The International Conference on Low Temperature Physics (LT) is an academic conference held every three years near the month of September attracting on average well over a thousand participants from all over the world. The LT conferences are endorsed by the International Union of Pure and Applied Physics (IUPAP) via its Commission on Low Temperature Physics (C5). The mandate of the LT conferences is to promote the exchange of information and views among the members of the international scientific community in the general field of Low Temperature Physics.

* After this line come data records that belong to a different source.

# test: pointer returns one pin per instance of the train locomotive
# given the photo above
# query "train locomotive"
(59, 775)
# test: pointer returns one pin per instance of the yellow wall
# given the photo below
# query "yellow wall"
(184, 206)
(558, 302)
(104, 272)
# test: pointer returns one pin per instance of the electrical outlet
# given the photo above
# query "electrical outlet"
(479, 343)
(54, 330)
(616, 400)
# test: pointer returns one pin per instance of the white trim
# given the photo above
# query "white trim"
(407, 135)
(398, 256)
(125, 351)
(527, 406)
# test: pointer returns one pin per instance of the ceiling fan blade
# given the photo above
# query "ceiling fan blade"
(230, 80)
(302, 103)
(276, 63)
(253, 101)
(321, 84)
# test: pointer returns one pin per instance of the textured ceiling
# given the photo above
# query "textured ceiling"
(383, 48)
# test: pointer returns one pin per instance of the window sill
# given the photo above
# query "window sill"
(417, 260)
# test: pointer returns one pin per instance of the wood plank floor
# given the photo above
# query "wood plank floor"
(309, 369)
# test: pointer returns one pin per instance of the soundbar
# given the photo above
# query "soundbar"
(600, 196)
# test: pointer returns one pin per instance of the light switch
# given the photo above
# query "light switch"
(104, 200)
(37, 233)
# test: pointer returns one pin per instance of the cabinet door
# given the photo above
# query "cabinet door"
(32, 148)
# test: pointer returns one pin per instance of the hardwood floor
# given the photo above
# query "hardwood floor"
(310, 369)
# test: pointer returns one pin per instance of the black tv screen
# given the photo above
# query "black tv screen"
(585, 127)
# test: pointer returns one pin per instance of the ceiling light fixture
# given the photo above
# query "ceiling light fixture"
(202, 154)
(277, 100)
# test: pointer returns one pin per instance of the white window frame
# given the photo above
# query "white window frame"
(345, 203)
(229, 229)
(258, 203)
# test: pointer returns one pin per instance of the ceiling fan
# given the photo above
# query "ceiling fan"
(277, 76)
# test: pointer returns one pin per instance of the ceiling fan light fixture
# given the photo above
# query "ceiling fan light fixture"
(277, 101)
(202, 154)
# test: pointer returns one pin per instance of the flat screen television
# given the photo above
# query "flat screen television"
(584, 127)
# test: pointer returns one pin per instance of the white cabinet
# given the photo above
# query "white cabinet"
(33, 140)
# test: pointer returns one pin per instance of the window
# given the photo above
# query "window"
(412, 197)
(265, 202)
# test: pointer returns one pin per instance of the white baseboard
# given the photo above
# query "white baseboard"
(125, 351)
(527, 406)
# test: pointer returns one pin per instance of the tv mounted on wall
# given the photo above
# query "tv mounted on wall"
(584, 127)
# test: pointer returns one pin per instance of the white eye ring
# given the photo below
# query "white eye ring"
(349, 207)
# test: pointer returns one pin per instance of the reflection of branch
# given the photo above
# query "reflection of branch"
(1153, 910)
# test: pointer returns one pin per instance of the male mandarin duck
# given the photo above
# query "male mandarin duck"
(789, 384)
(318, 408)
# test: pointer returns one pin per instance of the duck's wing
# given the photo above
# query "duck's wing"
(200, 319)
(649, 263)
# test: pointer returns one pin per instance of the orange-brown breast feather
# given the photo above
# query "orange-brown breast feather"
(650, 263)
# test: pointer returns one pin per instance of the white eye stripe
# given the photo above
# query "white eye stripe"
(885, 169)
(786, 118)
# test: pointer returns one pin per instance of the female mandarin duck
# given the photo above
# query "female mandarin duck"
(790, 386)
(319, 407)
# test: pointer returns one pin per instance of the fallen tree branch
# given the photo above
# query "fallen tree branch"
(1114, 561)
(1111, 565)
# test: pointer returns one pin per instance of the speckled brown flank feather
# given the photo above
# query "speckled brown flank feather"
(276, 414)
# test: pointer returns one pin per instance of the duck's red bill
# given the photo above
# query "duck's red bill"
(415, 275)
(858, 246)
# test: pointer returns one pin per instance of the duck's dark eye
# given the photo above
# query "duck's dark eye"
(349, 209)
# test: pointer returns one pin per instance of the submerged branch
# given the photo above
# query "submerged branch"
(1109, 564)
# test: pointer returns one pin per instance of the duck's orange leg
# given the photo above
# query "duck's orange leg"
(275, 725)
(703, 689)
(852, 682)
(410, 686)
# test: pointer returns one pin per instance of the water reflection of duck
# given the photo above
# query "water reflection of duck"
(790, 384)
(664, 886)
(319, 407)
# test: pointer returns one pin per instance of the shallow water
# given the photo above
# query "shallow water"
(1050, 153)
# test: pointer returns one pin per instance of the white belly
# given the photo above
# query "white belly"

Usually, several other satellite meetings are also held just before or after the LT conferences in neighboring cities such as the International Conference on Ultra Low Temperature Physics series (ULT) as well as other meetings related to the topics listed below. Starting from 1998, the Symposium on Quantum Fluids and Solids (QFT) conference series was decided to be held in all non-LT years.

Topics 
The general field of low temperature physics is broad, but usually the LT conferences are divided into five parallel programs:

A. Quantum Gases, Fluids and Solids
B. Superconductivity
C. Quantum Phase Transitions and Magnetism
D. Electronic Quantum Transport in Condensed Matter
E. Cryogenic Techniques and Applications

Prizes 
The LT conferences traditionally hand out the following prizes during their opening sessions:

 The Fritz London Memorial Prize
 The Simon Memorial Prize
 The IUPAP Young Scientist Prizes in Low Temperature Physics (since LT-25)

Editions 
As of late, the conferences are being held in the following pattern: Europe -> Asia -> The Americas -> Europe.